It was called a “camp,” but the refugees in the place to which Christy went—there were many others round Petrograd—were housed in the old Imperial Barracks—an immense white-washed building on four sides of a hollow square. It was worth seeing, as Christy said, but not pleasant to see. Outside the thermometer told forty degrees below zero. Inside there was no heat except that of human bodies lying huddled together on bare boards. There were thousands of peasants with straw-coloured beards and blue eyes from Samara, and Saratoff, and other places which soon to Bertram were to have a frightful significance. They had with them their women folk and children who squatted about in the barrack rooms or lay sleeping in tangled heaps like those in the station at Moscow. A meal was being served from the kitchen—thin potato soup, and a square hunk of black sour-smelling bread, provided by the Soviet Republic for these people of the sun-burnt valley, once the richest granary of Russia. The soup was ladled out to those who lined up in queue, with mugs and bowls, but Bertram saw that many did not take their place in the line. They lay on the bare boards, flopping their heads from side to side, or very still, with glazing eyes.

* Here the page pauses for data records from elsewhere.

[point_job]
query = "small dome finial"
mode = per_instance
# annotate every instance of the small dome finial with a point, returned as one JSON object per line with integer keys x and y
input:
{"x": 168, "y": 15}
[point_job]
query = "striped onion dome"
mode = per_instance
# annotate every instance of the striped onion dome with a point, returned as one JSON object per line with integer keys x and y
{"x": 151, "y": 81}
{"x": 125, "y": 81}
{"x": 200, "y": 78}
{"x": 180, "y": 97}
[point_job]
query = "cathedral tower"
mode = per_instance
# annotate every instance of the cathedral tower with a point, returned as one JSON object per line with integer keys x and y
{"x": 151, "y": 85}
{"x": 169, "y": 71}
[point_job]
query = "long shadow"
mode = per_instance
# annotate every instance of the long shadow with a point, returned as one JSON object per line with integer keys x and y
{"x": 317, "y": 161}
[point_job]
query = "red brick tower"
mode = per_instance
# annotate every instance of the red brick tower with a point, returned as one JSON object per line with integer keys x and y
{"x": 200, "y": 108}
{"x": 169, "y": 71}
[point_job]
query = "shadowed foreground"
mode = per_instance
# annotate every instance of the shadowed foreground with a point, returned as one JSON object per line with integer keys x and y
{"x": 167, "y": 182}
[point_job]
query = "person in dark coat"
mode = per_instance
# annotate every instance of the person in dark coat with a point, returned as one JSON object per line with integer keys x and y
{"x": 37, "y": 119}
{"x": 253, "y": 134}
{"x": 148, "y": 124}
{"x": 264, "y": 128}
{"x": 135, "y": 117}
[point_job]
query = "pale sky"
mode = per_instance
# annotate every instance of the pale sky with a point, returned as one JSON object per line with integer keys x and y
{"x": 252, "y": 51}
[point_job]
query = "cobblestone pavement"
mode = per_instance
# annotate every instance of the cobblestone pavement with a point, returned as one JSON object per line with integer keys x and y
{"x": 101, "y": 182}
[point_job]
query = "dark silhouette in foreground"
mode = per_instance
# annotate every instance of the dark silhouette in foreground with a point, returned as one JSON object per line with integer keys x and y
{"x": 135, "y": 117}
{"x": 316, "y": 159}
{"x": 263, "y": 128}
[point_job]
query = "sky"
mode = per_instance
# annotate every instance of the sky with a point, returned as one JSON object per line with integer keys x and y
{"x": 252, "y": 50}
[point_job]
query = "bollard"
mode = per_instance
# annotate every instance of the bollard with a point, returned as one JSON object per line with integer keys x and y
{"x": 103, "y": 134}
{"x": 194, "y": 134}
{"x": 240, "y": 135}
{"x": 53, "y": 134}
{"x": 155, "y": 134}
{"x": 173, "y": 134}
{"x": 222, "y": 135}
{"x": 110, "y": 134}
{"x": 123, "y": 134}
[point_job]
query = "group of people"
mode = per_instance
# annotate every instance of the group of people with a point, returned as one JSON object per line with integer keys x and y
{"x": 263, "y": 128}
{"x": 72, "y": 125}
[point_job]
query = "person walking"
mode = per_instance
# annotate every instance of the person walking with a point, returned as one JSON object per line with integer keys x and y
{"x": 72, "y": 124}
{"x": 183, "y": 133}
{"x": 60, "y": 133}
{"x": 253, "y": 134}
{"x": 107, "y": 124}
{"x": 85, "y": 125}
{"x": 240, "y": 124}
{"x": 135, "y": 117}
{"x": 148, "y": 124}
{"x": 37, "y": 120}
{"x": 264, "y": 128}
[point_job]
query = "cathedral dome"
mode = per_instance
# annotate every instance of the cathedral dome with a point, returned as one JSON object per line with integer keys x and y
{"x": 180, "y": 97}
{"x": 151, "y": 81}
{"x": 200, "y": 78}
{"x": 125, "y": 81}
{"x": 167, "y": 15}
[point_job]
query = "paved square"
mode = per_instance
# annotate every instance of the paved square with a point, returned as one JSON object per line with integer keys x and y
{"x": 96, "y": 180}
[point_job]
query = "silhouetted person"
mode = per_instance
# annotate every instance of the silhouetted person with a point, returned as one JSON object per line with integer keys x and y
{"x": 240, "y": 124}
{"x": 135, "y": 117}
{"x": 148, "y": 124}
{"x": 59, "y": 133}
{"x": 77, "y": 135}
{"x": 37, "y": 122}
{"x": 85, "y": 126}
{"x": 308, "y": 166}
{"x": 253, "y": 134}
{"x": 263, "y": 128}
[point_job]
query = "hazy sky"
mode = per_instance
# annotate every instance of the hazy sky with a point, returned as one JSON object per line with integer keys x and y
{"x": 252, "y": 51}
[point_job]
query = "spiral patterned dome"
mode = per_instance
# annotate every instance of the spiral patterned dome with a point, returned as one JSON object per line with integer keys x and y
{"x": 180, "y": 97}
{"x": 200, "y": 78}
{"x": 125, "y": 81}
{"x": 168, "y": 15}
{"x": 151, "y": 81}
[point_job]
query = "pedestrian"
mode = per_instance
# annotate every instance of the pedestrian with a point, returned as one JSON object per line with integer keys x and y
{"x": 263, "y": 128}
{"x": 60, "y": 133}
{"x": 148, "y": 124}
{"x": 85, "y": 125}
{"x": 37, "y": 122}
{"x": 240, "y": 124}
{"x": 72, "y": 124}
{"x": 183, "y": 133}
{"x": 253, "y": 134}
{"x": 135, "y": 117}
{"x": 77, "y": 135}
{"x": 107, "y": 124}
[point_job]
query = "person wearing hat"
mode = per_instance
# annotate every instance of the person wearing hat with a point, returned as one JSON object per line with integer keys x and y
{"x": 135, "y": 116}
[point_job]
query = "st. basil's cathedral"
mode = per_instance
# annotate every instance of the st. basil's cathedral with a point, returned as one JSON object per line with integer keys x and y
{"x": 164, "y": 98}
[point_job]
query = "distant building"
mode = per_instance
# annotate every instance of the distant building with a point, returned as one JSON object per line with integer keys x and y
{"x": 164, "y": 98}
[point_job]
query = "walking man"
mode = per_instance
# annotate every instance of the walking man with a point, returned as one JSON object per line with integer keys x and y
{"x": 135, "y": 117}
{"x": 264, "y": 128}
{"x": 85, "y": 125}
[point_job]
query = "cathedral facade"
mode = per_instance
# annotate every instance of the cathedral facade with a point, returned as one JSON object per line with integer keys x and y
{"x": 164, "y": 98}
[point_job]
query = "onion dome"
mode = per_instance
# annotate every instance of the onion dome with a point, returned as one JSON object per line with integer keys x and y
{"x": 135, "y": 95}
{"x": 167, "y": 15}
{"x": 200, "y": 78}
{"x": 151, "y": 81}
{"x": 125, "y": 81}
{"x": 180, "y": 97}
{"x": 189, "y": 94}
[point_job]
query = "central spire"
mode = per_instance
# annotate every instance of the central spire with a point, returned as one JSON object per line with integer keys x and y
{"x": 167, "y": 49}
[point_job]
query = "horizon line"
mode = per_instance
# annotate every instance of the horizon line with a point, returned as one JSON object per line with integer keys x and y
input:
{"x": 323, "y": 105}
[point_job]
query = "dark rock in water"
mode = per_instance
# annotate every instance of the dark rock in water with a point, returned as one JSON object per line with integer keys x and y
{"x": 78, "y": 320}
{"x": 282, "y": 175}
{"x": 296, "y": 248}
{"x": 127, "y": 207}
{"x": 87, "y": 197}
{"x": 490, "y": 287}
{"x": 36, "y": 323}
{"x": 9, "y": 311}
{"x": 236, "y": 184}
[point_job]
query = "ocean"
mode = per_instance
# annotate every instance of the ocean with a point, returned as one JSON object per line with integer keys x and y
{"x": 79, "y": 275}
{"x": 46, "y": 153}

“Typhus—dysentery—weakness,” said Christy, after some words in German to a Russian doctor.

The doctor was a black-bearded man in a white surgical coat. He had grave, thoughtful eyes behind his glasses.

“We do what we can,” he said, in German. “But the food is hardly enough, and there are no medicines, no soap, no change of clothes, no fuel for heat. Disease is spreading. But we do our best.”

Passing through the courtyard with Bertram and Christy, he pushed back a wooden door, and beckoned them to look.

Inside was a great pile of dead bodies, thrown one on top of the other, men, women, and children, mixed up together in a huddle of death, with brown, claw-like hands protruding from the mass of corpses, and faces staring upwards, and here and there a bare limb revealed in its skin and bone. They had been tossed on top of each other, like rubbish for the muck-heap.

“Two days dead,” said the Russian doctor.

“The End of the Journey,” said Christy, in a low voice to Bertram.

Bertram was sick for a moment in the corner of the yard. This stench of death was worse than a battlefield.